The decision usually breaks down along four axes: time in conservative care, quality of that care, function, and imaging.
Time in conservative care. Six to twelve months is the standard threshold before surgery becomes a reasonable conversation. Under 6 months, the answer is almost always more conservative care. Over 12 months with disciplined effort, the conversation shifts.
Quality of that care. This is where most decisions actually get made. "I rested it and took ibuprofen" is not conservative care. Real conservative care includes coached eccentric loading (the Tyler twist, done correctly, 3 sets of 15 daily for at least 6–12 weeks), a counterforce brace during aggravating activity, ergonomic change at work and home, and usually a course of PT through your in-network provider. If you haven't actually done that yet, your conservative care hasn't failed — it hasn't started.

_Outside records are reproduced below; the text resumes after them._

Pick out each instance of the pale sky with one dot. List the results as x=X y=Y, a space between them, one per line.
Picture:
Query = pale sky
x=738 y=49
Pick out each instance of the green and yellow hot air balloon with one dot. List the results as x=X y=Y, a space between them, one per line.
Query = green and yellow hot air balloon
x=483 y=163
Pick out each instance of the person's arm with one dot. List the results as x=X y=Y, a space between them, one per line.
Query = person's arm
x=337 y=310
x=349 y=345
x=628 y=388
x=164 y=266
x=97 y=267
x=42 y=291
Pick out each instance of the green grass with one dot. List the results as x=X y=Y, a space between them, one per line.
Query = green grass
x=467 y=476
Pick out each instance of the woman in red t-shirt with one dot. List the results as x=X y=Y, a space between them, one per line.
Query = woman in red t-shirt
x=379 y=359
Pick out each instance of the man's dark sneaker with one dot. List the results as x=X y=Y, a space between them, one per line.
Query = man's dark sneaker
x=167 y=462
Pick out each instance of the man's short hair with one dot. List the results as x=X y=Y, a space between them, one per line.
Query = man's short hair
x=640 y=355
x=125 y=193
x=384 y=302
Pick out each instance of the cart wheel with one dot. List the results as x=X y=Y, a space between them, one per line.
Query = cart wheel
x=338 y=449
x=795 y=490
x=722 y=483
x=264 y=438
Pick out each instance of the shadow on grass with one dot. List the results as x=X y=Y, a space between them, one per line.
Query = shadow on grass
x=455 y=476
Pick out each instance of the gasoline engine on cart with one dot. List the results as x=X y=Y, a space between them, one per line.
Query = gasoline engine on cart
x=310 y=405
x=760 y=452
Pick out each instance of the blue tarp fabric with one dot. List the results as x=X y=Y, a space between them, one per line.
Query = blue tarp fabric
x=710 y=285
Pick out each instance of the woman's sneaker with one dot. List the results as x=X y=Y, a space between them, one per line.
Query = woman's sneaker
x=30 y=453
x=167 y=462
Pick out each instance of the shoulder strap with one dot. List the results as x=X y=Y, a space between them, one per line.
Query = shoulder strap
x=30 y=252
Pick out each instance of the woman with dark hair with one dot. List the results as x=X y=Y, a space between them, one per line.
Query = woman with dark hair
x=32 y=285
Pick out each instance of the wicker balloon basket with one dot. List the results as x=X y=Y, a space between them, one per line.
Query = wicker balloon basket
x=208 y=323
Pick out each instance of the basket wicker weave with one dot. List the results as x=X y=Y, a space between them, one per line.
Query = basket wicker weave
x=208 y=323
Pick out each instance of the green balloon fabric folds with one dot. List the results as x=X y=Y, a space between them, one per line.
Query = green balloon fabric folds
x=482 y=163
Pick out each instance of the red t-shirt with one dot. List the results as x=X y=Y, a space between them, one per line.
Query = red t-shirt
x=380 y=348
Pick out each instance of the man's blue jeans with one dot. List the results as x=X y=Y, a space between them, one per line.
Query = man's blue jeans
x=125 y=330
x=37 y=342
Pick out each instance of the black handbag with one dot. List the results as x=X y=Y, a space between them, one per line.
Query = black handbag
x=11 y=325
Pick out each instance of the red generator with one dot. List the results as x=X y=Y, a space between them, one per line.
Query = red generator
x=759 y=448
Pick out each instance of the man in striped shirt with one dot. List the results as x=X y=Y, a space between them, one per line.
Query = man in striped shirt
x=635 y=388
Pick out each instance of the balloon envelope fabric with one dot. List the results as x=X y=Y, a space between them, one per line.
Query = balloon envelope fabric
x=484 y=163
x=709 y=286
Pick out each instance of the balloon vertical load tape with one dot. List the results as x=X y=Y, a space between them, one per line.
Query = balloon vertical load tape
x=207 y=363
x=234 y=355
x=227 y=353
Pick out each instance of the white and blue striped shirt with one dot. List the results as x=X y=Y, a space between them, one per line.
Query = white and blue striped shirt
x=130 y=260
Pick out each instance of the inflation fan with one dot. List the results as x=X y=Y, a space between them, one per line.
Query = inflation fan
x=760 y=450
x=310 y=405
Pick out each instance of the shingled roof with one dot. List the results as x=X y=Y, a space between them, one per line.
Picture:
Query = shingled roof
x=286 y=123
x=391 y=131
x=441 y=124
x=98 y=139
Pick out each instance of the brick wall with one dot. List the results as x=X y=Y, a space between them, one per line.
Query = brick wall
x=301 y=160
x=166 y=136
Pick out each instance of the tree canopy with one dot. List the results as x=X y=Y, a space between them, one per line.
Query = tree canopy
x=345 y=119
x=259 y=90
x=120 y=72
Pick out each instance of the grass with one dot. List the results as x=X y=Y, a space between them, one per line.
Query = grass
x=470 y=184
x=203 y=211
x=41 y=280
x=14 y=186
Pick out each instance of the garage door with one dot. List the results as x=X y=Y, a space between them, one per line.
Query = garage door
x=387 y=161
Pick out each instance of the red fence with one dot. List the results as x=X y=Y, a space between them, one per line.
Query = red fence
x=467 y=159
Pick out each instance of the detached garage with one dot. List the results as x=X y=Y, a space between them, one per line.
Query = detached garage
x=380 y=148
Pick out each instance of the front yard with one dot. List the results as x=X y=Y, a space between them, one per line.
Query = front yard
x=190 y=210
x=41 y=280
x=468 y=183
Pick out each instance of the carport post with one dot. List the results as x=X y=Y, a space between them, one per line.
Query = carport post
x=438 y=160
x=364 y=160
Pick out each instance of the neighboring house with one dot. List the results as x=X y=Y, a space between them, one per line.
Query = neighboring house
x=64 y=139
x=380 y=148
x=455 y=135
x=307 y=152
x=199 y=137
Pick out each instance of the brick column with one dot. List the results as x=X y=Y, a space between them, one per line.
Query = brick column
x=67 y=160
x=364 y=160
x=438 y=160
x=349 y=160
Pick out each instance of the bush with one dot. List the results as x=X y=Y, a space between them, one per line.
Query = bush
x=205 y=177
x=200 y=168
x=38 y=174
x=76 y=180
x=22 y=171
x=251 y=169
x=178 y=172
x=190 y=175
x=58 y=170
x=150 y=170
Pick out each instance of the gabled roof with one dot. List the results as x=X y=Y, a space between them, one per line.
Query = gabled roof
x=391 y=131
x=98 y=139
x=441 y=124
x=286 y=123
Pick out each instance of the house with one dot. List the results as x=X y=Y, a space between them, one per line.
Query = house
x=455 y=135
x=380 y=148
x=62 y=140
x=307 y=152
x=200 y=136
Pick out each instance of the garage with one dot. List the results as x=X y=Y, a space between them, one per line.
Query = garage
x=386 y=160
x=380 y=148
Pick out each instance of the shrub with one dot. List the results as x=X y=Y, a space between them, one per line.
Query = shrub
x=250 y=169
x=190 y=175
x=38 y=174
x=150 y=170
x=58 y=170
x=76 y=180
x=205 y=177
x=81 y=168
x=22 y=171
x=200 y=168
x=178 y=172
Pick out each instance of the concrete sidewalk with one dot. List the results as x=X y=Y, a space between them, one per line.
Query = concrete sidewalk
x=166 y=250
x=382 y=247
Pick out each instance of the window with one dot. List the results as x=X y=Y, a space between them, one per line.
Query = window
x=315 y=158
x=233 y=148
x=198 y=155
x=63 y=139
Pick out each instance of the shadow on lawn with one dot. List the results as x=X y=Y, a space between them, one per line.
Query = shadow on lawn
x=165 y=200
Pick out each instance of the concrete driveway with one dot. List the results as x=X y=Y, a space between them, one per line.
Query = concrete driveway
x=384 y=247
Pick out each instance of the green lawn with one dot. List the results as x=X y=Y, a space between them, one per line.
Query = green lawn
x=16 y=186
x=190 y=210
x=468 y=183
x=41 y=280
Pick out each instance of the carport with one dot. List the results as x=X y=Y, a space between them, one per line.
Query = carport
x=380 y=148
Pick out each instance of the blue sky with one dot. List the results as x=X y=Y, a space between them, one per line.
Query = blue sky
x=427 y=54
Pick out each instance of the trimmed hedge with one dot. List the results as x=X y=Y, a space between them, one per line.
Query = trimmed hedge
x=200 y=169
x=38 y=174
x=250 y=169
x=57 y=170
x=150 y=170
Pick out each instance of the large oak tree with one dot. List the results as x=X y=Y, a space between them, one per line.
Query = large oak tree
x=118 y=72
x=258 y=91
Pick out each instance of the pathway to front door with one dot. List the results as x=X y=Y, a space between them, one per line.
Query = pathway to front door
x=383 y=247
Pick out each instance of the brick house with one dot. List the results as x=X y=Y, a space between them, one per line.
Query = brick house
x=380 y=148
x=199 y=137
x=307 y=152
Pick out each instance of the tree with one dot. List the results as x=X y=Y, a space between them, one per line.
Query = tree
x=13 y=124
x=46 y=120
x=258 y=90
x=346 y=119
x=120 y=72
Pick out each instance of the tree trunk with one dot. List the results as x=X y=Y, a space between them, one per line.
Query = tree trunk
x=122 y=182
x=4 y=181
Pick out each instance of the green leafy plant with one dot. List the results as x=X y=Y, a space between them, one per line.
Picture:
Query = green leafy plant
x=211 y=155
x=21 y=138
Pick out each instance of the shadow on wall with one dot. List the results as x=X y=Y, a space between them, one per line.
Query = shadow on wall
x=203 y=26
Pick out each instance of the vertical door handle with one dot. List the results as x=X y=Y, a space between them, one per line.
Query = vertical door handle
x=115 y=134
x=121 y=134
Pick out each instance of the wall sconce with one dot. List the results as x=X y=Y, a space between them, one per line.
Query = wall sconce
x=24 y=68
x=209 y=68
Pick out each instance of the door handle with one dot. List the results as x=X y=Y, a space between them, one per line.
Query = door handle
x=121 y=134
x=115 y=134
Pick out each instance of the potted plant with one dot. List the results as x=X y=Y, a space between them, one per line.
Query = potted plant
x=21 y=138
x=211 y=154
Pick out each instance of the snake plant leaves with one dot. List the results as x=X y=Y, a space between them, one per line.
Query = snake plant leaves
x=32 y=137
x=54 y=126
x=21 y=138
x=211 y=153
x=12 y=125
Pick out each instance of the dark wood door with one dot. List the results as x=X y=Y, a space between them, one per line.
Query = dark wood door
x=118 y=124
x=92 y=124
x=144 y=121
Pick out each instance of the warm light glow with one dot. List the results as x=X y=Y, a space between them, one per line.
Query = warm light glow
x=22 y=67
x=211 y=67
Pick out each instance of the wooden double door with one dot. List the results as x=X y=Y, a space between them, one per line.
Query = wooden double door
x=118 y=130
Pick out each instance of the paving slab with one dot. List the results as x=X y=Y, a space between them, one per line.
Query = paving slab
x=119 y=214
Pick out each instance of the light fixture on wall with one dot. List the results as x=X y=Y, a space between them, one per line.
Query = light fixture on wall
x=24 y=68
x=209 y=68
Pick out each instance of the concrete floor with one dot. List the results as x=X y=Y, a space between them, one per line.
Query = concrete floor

Function. Pain alone isn't usually a surgical indication for tennis elbow. Pain that's collapsing function — you can't do your job, you can't sleep, you can't grip — is. We separate the two carefully at the visit.
Imaging. Most tennis elbow doesn't need MRI. But if the story doesn't fit (discrete trauma, weakness out of proportion to pain, numbness, a snapping or popping), we image to look for a partial or full-thickness tear, a ligament injury, or radial tunnel syndrome. A confirmed tendon tear or refractory tendinosis on imaging is part of the surgical conversation; an unremarkable MRI usually pushes us back toward better-executed conservative care.